This past weekend, my family and I decided to go out and celebrate Mother's Day on Saturday night so that we could beat the crowds on Sunday. We all piled into the car and I anticipated a wonderful meal prepared by someone else...and cleaned up by someone else. That's when the bickering started. Most mother's can identify. "Mom, he's touching me." "I wasn't doing nothing!" Back and forth, back and forth with me asking them to please stop. Then something inside me made me think, enough is enough. If I don't put my foot down now, this will never end. I looked at my husband and told him, "It's not to late to turn around. Let's go home." Yes, we turned around and drove home with both kids fussing and fuming. "Mom, we were stopping. We didn't mean it." On and on they went...all the way home. We got home and ate frozen pizza...and the funniest thing happened. Peace came back into the house.

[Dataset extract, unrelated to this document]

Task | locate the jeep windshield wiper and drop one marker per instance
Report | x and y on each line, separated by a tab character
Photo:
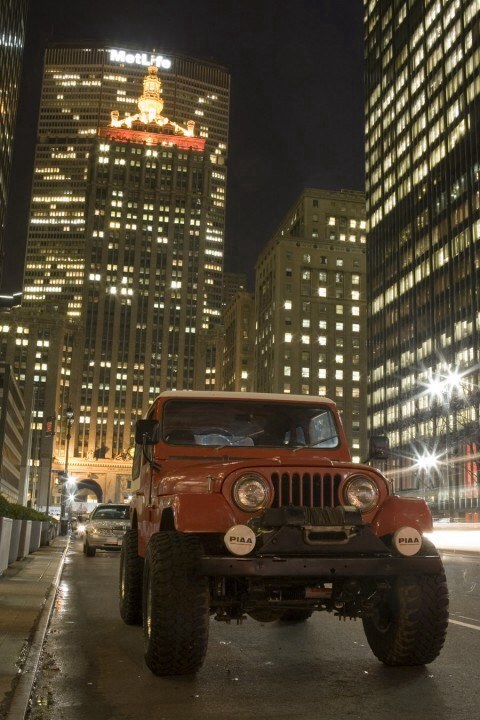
317	445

This isn't the first time my kids have pushed me to the point when I had to take a stand...obviously I don't do it nearly enough or we wouldn't have had to turn the car around that night. But every time I "draw the line", peace comes back into our home....not just in the circumstances around us, but inside us as well. That's because correction brings peace.
Right now, I'm pretty sure anyone under 18 reading this would shout out, "No it doesn't!" No one seems to like to be corrected, but maybe that's because we don't understand true correction. I didn't turn that car around because I wanted to go home....I did it because I saw a dangerous pattern emerging that needed to end before it became a habit. We went home because I love my kids.
I also know that correction brings peace because of personal experience....it happened this week as a matter of fact. I was in a pretty bad funk. I was mad at my students, frustrated with those that didn't seem to care and a bureaucracy that required me to test and be held accountable for the results from kids who didn't seem to care. I fussed and fumed for a whole day...and then God sent correction. First it was from my "Facebook" friends who sent encouraging words..."this is the day the Lord has made. I will rejoice and be glad in it!" Another friend reminded me to treasure every day, I do not know how many I have been entrusted with. Then, I heard it. That still small voice inside that said "Don't despise the harvest I have given you." Okay, there aren't words to explain how it felt hearing that. I realized I was angry and frustrated with the very harvest God had given me...these children and my career - teaching. Who am I to decide that the field God has entrusted to me isn't good enough? Or that it is somehow unfair. God pretty much knows what He's doing! I started praying, Lord give me eyes to see them as you do....and peace followed. Real peace. When I listened to His correction, first through His servants, and then from Him, peace followed. I wonder how many people understand that.
At school, I have students who HATE correction. If I call their name the first response is "I wattin doin nothin!" What they don't seem to understand is that if they would simply obey, peace will follow. I have other students that all it takes is a look and they know to stop what they are doing. Funny thing is, the students who respond quickly to correction also get looks of encouragement from me...a wink and a nod, a smile that says well done. These are given because the child first learned to obey.
I once told a student that his mom and I were a brick wall, but we weren't there to keep him from having fun. We were there for his protection. He could keep running into the wall, but the wall wasn't going anywhere. It was built by love.
I have a saying that hangs in my classroom and follows me pretty much every where I go. "No one can go back and change the beginning, but anyone can begin today and create a brand new ending." In other words, it's not too late to turn the car around. I'm sure I'll have many more opportunities to experience God's loving correction in my life....I hope you will too. For with that correction, comes peace.